I’d like to claim that I’m not entirely to blame. Massive degradation in ride quality to the standard of pull-along toy duck pliancy aside, the worst attribute of the increasingly in-vogue combination of ultra-low profile tyre and paella pan-sized alloy wheel is the alarming ease with which the latter – these days sitting more or less flush with the wall of the attendant rubber – may be kerbed; a glowing quiz show needle of guilt wincing ever further round the dial the more protracted that ghastly-sounding gruuunge becomes. And I’m sure it’s an issue you have to deal with, especially at end of contract time.

You could say it is an unforgivable error. After all, kerbs don’t suddenly leap out of bushes at you. But all it takes is one dropped kerb stone, and I defy anyone who racks up serious mileage every year to tell me they haven’t done it.
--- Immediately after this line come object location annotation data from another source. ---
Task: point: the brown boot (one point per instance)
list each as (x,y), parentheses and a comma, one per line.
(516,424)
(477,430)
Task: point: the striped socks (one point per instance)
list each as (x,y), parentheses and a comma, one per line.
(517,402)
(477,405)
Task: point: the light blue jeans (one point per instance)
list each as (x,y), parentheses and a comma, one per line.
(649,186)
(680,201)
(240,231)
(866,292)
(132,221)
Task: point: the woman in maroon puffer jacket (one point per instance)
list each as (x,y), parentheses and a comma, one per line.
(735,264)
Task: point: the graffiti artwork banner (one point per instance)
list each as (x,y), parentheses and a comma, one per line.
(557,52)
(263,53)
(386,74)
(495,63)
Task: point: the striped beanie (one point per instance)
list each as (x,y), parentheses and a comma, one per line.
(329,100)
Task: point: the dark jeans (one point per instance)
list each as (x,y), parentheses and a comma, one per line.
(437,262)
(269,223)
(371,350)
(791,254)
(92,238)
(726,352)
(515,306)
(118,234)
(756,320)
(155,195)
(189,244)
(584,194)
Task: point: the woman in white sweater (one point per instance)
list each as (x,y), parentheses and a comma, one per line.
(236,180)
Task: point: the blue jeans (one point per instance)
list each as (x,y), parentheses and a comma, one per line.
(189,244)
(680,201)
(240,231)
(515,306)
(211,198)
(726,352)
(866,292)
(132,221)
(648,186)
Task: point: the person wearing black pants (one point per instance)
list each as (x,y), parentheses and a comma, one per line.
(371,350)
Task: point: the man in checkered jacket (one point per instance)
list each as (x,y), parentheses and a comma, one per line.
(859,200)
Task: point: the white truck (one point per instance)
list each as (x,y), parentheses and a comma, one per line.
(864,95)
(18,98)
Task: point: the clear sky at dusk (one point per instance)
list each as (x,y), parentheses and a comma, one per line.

Especially during the first few weeks of ownership, when unearthing Atlantis proves a somewhat lesser task than accurately locating the corners of today’s high-waisted, stunted-glasshouse cars.

Unfortunately, my ongoing resolution to steer clear of kerbs wherever possible is not helping my pressed metal preservation cause in the slightest because, no matter how careful I may be, the rest of the car is still wide open to assault from all comers. And I’m not talking the bona fide biff of a proper accident here, merely the damage inflicted by other people’s parking.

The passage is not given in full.